Milagre económico europeu está por um fio. Este país poderá ficar sem dinheiro da noite para o dia
A Irlanda tem sido apontada como um dos maiores milagres económicos da Europa, com um crescimento do PIB que supera o de países como a Noruega ou a Suíça. No entanto, essa bonança pode estar por um fio. A economia irlandesa tem beneficiado de forma extraordinária dos lucros registados por multinacionais tecnológicas e farmacêuticas, mas essa dependência extrema está agora sob ameaça, sobretudo perante a possibilidade de uma mudança de política fiscal por parte dos Estados Unidos, impulsionada por Donald Trump.
Só no último ano, o Produto Interno Bruto (PIB) irlandês cresceu 9,7%, tornando o país responsável por mais de metade do crescimento económico da zona euro, apesar de representar apenas 1% da população da União Europeia. No entanto, os economistas alertam que esta expansão tem pouco a ver com a atividade económica real dos irlandeses, revela o ‘elEconomista’.

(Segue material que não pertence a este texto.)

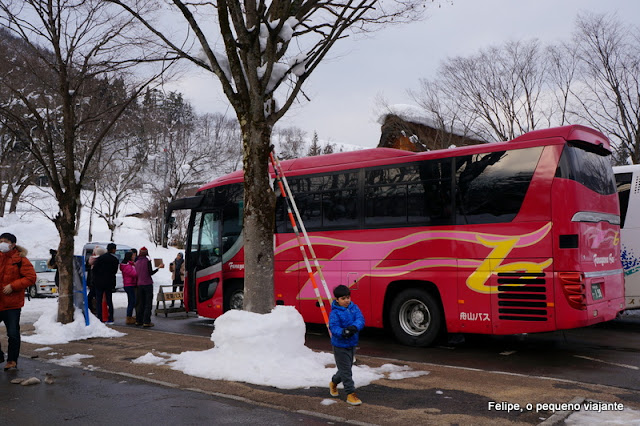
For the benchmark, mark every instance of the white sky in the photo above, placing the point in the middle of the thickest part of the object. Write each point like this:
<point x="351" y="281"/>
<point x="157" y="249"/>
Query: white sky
<point x="344" y="88"/>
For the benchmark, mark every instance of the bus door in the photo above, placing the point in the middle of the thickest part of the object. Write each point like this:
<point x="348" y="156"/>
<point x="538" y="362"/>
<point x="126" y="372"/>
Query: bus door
<point x="204" y="264"/>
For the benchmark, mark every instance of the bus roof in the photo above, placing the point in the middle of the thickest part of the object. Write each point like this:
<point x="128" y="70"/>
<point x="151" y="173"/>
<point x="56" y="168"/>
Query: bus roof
<point x="379" y="156"/>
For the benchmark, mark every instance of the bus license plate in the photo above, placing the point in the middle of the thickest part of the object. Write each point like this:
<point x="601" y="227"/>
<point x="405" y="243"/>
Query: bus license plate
<point x="596" y="291"/>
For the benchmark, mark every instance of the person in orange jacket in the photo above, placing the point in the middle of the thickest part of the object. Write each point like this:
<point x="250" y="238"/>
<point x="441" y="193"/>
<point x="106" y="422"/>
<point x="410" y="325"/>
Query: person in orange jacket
<point x="16" y="274"/>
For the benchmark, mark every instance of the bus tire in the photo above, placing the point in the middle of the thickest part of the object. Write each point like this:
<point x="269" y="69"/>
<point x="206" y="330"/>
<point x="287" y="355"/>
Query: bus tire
<point x="415" y="317"/>
<point x="234" y="296"/>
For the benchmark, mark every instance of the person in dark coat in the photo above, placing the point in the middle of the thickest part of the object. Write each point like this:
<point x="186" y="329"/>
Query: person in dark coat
<point x="177" y="274"/>
<point x="16" y="274"/>
<point x="104" y="273"/>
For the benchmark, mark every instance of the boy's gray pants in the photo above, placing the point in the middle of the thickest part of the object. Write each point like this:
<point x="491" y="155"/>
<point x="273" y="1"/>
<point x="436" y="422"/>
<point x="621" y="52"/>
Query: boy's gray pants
<point x="344" y="361"/>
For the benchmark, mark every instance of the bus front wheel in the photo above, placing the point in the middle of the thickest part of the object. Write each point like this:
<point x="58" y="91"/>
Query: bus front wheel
<point x="415" y="317"/>
<point x="234" y="296"/>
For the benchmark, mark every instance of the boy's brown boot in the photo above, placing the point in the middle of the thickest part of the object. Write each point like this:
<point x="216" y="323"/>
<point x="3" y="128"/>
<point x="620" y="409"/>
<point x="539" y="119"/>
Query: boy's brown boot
<point x="353" y="399"/>
<point x="333" y="389"/>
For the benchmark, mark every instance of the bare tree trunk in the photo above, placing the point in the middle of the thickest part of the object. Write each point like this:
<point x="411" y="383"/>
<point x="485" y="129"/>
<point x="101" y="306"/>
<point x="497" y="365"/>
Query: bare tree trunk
<point x="15" y="197"/>
<point x="259" y="219"/>
<point x="4" y="196"/>
<point x="66" y="224"/>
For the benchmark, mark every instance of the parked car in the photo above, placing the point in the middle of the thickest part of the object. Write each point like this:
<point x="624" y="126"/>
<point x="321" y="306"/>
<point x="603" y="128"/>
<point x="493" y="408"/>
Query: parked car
<point x="45" y="280"/>
<point x="121" y="249"/>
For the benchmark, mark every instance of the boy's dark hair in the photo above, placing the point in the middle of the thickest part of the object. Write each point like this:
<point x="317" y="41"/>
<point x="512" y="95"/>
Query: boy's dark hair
<point x="340" y="291"/>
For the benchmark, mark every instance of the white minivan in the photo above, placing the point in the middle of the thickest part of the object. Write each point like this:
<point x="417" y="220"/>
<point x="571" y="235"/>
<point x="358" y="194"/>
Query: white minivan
<point x="121" y="249"/>
<point x="628" y="183"/>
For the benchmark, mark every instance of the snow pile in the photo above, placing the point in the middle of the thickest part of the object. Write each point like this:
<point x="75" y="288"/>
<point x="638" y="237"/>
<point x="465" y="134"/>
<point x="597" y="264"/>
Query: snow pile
<point x="268" y="350"/>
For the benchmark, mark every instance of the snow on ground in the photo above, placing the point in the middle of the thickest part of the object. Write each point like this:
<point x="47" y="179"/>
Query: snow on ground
<point x="248" y="347"/>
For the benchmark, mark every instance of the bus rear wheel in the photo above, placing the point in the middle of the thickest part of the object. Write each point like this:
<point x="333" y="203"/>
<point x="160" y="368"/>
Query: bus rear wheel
<point x="415" y="318"/>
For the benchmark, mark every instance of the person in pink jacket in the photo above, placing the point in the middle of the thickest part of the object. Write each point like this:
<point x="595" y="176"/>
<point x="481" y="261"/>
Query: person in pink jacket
<point x="130" y="282"/>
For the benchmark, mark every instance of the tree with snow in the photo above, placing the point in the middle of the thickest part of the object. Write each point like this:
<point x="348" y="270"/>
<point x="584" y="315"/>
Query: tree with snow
<point x="262" y="52"/>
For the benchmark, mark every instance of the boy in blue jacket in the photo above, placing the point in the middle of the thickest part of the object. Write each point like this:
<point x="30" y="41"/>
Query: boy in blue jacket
<point x="345" y="322"/>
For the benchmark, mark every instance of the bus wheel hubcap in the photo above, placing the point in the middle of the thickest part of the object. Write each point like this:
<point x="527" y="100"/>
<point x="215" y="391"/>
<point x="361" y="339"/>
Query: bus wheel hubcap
<point x="414" y="317"/>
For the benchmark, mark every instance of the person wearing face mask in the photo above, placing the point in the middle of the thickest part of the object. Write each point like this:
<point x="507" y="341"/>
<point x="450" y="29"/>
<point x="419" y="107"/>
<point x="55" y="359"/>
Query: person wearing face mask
<point x="16" y="274"/>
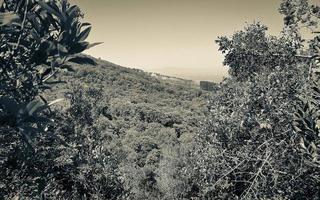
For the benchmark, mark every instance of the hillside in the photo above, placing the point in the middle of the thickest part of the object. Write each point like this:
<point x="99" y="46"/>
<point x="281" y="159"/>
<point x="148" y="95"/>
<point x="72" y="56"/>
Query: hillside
<point x="133" y="88"/>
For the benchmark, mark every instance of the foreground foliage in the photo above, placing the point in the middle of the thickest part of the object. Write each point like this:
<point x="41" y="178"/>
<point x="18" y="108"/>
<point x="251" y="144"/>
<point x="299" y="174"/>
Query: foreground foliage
<point x="124" y="134"/>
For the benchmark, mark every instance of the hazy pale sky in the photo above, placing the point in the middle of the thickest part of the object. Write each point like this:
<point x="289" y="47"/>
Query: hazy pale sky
<point x="174" y="37"/>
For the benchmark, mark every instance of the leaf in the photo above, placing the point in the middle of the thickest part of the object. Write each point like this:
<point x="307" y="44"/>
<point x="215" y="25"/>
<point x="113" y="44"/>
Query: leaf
<point x="49" y="9"/>
<point x="8" y="18"/>
<point x="34" y="107"/>
<point x="55" y="101"/>
<point x="62" y="49"/>
<point x="73" y="11"/>
<point x="84" y="34"/>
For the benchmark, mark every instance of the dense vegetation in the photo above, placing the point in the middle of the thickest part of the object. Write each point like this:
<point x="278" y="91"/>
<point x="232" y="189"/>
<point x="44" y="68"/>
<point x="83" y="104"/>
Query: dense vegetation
<point x="122" y="133"/>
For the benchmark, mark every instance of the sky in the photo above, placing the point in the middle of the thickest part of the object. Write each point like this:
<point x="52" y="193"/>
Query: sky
<point x="172" y="37"/>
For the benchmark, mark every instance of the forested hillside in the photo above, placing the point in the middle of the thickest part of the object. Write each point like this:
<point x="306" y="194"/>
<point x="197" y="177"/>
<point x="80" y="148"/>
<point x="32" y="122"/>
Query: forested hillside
<point x="76" y="127"/>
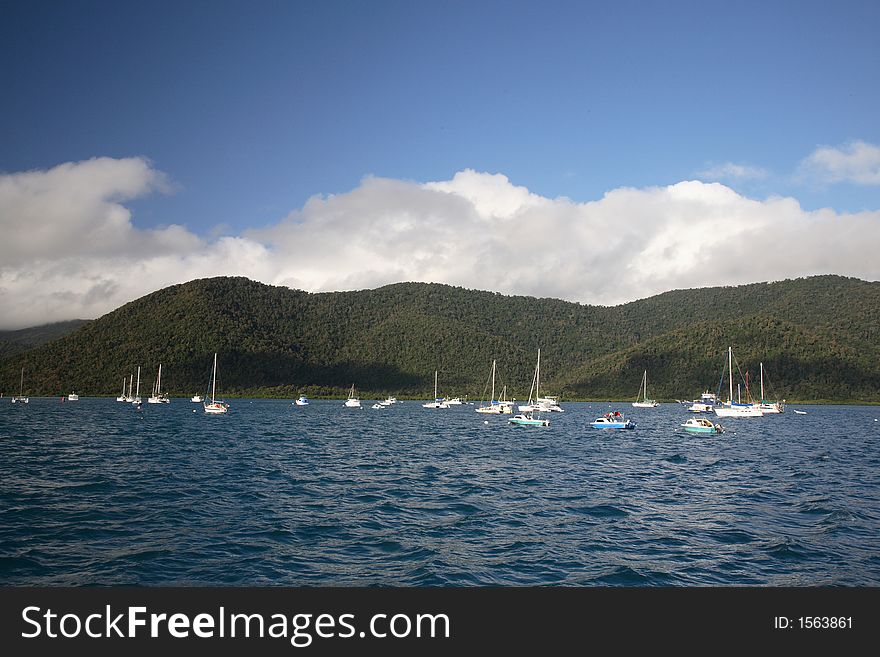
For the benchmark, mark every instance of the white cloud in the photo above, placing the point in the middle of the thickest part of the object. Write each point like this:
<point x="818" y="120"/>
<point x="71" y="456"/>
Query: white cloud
<point x="857" y="162"/>
<point x="477" y="230"/>
<point x="732" y="172"/>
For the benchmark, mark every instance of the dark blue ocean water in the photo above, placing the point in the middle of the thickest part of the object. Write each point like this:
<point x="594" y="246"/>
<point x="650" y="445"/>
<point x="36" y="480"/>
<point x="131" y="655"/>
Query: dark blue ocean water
<point x="96" y="492"/>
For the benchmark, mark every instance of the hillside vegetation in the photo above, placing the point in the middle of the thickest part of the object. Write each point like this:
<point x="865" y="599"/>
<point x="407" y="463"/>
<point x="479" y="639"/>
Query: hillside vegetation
<point x="818" y="337"/>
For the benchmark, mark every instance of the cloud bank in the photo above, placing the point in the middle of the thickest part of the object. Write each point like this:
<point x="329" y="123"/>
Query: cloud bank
<point x="71" y="249"/>
<point x="856" y="162"/>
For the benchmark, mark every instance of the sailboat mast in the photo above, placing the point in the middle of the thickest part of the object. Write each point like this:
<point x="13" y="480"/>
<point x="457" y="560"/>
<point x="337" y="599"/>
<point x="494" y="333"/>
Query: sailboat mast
<point x="492" y="398"/>
<point x="762" y="382"/>
<point x="214" y="380"/>
<point x="538" y="377"/>
<point x="730" y="366"/>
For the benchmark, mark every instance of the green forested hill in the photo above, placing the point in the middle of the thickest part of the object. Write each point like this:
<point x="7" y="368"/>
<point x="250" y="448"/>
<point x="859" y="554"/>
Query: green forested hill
<point x="817" y="337"/>
<point x="15" y="342"/>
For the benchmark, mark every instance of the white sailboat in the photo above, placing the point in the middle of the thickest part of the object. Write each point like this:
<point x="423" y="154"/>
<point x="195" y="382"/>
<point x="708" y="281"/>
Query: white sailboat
<point x="732" y="409"/>
<point x="20" y="398"/>
<point x="129" y="398"/>
<point x="122" y="396"/>
<point x="157" y="397"/>
<point x="137" y="393"/>
<point x="493" y="407"/>
<point x="643" y="395"/>
<point x="353" y="401"/>
<point x="215" y="406"/>
<point x="769" y="407"/>
<point x="437" y="403"/>
<point x="529" y="419"/>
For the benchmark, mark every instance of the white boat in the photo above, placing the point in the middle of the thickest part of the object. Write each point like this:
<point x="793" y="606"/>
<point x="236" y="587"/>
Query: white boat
<point x="706" y="404"/>
<point x="733" y="409"/>
<point x="129" y="398"/>
<point x="352" y="401"/>
<point x="504" y="403"/>
<point x="215" y="406"/>
<point x="767" y="407"/>
<point x="136" y="400"/>
<point x="493" y="407"/>
<point x="20" y="398"/>
<point x="122" y="396"/>
<point x="438" y="401"/>
<point x="550" y="405"/>
<point x="643" y="395"/>
<point x="612" y="420"/>
<point x="157" y="397"/>
<point x="701" y="425"/>
<point x="532" y="418"/>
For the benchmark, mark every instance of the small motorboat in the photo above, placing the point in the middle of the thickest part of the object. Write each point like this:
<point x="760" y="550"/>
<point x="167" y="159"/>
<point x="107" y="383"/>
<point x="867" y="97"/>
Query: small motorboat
<point x="528" y="420"/>
<point x="613" y="420"/>
<point x="702" y="425"/>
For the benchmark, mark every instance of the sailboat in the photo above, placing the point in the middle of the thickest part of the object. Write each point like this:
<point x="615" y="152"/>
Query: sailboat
<point x="528" y="419"/>
<point x="122" y="396"/>
<point x="157" y="397"/>
<point x="352" y="401"/>
<point x="643" y="394"/>
<point x="493" y="407"/>
<point x="732" y="409"/>
<point x="20" y="398"/>
<point x="129" y="398"/>
<point x="438" y="402"/>
<point x="215" y="407"/>
<point x="137" y="392"/>
<point x="769" y="407"/>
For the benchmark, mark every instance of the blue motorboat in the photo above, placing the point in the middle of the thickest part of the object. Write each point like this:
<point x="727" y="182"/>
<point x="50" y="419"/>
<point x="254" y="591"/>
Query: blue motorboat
<point x="613" y="420"/>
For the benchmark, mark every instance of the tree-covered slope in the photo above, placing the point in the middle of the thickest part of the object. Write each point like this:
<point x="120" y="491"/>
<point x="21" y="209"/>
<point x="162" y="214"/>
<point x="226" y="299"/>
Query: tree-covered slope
<point x="817" y="337"/>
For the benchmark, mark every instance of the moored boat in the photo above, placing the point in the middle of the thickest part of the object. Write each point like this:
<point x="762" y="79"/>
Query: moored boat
<point x="215" y="406"/>
<point x="353" y="401"/>
<point x="532" y="418"/>
<point x="612" y="420"/>
<point x="701" y="425"/>
<point x="643" y="395"/>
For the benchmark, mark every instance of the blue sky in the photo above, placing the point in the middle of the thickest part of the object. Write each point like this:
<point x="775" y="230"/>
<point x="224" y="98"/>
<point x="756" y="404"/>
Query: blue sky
<point x="249" y="109"/>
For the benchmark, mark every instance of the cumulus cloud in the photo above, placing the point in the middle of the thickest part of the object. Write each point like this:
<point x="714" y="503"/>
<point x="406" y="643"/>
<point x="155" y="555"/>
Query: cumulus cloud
<point x="70" y="250"/>
<point x="857" y="162"/>
<point x="732" y="172"/>
<point x="477" y="230"/>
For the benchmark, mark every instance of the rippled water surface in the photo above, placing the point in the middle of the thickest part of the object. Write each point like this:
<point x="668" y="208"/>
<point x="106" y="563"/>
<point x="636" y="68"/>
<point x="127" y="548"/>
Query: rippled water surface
<point x="97" y="492"/>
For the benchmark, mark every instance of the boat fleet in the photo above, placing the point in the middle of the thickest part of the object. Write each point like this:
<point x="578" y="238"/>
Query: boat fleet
<point x="532" y="413"/>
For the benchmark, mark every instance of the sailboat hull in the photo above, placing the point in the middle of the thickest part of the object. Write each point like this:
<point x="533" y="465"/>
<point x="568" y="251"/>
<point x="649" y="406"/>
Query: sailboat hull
<point x="525" y="421"/>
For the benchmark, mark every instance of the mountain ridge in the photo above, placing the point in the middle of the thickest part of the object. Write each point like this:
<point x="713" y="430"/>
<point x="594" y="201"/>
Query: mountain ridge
<point x="817" y="337"/>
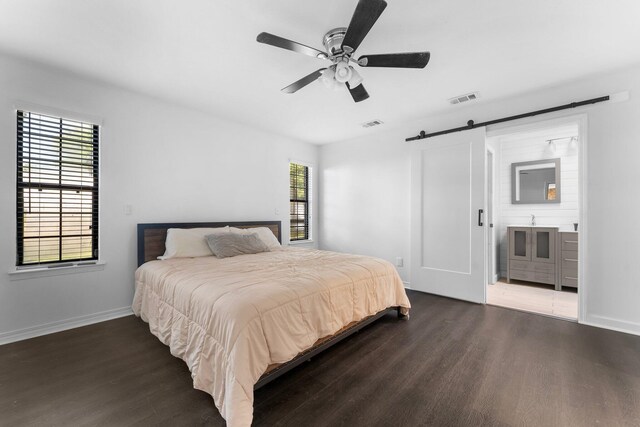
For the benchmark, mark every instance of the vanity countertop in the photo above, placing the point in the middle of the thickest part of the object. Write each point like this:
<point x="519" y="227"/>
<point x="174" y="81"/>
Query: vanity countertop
<point x="563" y="229"/>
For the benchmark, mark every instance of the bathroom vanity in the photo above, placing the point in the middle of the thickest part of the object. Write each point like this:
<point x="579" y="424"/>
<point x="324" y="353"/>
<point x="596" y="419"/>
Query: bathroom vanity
<point x="532" y="254"/>
<point x="543" y="255"/>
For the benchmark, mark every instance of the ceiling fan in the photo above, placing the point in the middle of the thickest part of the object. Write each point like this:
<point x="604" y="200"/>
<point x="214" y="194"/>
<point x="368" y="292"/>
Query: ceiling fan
<point x="340" y="44"/>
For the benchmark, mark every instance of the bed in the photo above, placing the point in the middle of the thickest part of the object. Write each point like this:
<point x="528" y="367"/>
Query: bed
<point x="242" y="321"/>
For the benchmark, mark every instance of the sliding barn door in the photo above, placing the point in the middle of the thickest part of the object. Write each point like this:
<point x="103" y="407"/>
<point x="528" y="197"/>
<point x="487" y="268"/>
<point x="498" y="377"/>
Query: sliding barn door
<point x="447" y="219"/>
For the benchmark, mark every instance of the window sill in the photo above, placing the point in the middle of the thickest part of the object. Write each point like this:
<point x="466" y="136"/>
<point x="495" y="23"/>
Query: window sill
<point x="300" y="242"/>
<point x="37" y="272"/>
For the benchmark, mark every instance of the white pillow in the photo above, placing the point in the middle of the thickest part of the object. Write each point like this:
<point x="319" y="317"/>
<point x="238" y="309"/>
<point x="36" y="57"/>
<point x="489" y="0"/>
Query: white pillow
<point x="264" y="233"/>
<point x="189" y="242"/>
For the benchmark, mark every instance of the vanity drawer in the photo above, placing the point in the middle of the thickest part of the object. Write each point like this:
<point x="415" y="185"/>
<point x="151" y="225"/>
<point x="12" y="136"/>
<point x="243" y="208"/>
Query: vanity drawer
<point x="533" y="276"/>
<point x="569" y="241"/>
<point x="571" y="281"/>
<point x="532" y="266"/>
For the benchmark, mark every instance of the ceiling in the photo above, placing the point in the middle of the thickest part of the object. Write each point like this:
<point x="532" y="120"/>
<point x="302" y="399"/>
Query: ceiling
<point x="203" y="53"/>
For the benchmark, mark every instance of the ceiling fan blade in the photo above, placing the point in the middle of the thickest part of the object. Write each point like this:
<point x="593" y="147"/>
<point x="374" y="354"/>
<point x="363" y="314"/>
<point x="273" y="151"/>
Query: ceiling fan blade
<point x="358" y="93"/>
<point x="294" y="87"/>
<point x="397" y="60"/>
<point x="366" y="14"/>
<point x="280" y="42"/>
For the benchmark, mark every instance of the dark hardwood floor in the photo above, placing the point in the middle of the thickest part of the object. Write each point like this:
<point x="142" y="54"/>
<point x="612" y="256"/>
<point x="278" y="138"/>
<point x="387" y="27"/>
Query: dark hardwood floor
<point x="451" y="364"/>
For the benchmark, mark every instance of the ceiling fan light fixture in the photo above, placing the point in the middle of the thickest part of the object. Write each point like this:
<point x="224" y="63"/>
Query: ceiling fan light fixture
<point x="355" y="79"/>
<point x="343" y="72"/>
<point x="327" y="78"/>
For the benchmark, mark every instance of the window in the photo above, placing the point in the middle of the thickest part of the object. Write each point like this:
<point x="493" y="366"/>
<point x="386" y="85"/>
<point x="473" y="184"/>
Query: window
<point x="299" y="198"/>
<point x="57" y="190"/>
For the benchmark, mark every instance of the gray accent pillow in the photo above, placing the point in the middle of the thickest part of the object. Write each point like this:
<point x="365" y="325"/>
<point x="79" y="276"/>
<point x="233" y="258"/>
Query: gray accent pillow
<point x="228" y="244"/>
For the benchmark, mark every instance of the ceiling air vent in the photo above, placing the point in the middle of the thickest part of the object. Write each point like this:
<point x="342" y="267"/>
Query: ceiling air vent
<point x="464" y="98"/>
<point x="372" y="123"/>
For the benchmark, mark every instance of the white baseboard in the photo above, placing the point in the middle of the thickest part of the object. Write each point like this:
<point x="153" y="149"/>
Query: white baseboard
<point x="613" y="324"/>
<point x="63" y="325"/>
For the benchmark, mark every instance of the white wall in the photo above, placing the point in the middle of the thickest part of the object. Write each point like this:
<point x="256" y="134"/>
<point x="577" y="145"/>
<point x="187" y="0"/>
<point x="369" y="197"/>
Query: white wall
<point x="365" y="192"/>
<point x="168" y="162"/>
<point x="528" y="146"/>
<point x="364" y="199"/>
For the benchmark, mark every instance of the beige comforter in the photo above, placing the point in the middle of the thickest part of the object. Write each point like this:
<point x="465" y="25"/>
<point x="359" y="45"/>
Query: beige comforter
<point x="229" y="319"/>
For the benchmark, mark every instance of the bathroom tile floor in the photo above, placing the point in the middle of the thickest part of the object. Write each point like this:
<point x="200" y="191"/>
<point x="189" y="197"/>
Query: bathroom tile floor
<point x="535" y="298"/>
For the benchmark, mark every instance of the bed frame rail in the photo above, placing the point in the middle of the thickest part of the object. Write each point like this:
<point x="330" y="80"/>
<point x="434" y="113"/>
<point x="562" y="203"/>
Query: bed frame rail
<point x="313" y="351"/>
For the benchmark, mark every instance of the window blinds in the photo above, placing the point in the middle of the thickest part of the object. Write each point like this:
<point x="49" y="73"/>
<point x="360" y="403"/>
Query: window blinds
<point x="57" y="189"/>
<point x="299" y="202"/>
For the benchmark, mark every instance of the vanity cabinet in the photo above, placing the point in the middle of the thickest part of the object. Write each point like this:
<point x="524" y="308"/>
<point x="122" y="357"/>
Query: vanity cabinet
<point x="568" y="259"/>
<point x="532" y="254"/>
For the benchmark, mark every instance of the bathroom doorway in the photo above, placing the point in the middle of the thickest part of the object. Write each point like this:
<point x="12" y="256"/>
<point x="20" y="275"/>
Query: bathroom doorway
<point x="533" y="212"/>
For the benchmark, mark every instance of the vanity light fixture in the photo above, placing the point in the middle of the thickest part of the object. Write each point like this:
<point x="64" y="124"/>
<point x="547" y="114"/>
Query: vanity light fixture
<point x="551" y="147"/>
<point x="573" y="143"/>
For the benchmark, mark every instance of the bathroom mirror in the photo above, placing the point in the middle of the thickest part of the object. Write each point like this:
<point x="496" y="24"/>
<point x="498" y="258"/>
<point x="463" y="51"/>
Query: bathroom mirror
<point x="535" y="182"/>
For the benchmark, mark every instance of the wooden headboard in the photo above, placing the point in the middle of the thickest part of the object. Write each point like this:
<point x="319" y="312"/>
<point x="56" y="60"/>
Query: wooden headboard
<point x="151" y="237"/>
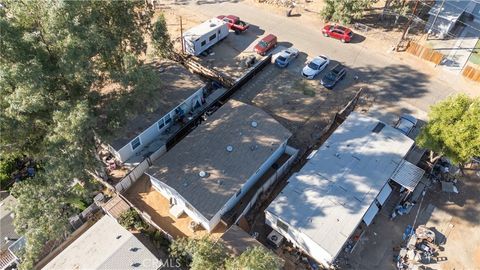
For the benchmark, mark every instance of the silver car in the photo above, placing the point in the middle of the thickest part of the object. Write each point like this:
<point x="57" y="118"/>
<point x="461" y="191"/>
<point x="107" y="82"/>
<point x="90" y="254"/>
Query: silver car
<point x="406" y="123"/>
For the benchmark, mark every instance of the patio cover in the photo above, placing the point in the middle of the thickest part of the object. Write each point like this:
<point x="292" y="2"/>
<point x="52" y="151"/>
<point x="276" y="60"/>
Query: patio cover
<point x="408" y="175"/>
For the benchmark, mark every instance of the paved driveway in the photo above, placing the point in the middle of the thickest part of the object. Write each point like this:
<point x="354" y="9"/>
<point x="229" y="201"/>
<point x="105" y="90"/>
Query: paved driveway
<point x="398" y="87"/>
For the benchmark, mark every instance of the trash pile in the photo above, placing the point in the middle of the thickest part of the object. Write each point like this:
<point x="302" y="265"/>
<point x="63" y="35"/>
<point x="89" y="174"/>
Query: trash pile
<point x="420" y="248"/>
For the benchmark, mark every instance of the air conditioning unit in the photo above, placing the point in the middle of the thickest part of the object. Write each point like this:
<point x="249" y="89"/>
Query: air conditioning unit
<point x="275" y="238"/>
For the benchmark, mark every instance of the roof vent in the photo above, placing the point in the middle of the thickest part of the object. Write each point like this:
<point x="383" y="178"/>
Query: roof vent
<point x="378" y="127"/>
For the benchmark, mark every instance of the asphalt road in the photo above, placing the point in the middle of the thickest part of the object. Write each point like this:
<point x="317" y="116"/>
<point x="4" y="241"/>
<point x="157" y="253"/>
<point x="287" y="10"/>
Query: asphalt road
<point x="397" y="86"/>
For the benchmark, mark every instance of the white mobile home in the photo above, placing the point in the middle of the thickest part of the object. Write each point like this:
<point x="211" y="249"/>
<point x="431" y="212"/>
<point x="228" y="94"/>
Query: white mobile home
<point x="209" y="171"/>
<point x="179" y="94"/>
<point x="205" y="35"/>
<point x="342" y="185"/>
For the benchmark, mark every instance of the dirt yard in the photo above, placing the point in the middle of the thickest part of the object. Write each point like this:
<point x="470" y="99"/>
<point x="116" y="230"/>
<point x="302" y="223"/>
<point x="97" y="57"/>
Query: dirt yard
<point x="305" y="107"/>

Gigantes como a Apple, Microsoft ou Pfizer transferem para a Irlanda direitos de propriedade intelectual e lucros de operações globais, aproveitando-se da taxa de imposto sobre lucros empresariais de apenas 12,5%. O resultado? Um PIB per capita inflacionado e uma arrecadação anual de cerca de 20 mil milhões de euros em impostos, que tem sustentado serviços públicos como saúde e educação — mas com pouca margem para poupança.
Segundo o semanário The Economist, a Irlanda gastou praticamente todo o valor arrecadado nos últimos anos, poupando apenas cerca de 10% dos 160 mil milhões de euros obtidos em receitas corporativas na última década. Ao contrário da Noruega, que criou um fundo soberano com as receitas do petróleo, Dublin tem-se mostrado lenta na preparação para tempos de menor abundância.
Agora, a ameaça de Donald Trump lançar novas tarifas e travar o planeamento fiscal agressivo das multinacionais reacende os receios. Em março, durante a habitual visita do primeiro-ministro irlandês à Casa Branca por ocasião do Dia de São Patrício, o ex-presidente norte-americano criticou duramente o tratamento fiscal dado às empresas nos EUA, sugerindo que a Irlanda estaria a enriquecer à custa dos americanos. Trump já ameaçou impor tarifas “recíprocas” e voltar a mexer nas regras fiscais internacionais caso regresse ao poder.
A dependência da Irlanda de um punhado de grandes empresas é tal que, em 2023, apenas três companhias foram responsáveis por 38% de toda a receita de imposto corporativo do país. Além disso, 11% da força de trabalho depende diretamente de multinacionais estrangeiras, que representam um terço das receitas de imposto sobre o rendimento.
No entanto, os efeitos colaterais deste sucesso são visíveis. Em Dublin, os preços da habitação dispararam com a chegada de milhares de trabalhadores das tecnológicas, agravando a crise imobiliária. O Conselho Consultivo Fiscal Irlandês já alertou para o risco de a Irlanda sofrer da chamada “doença holandesa”, um fenómeno em que a abundância repentina de receitas externas distorce a economia nacional — como aconteceu com a Holanda nos anos 70 devido ao gás natural.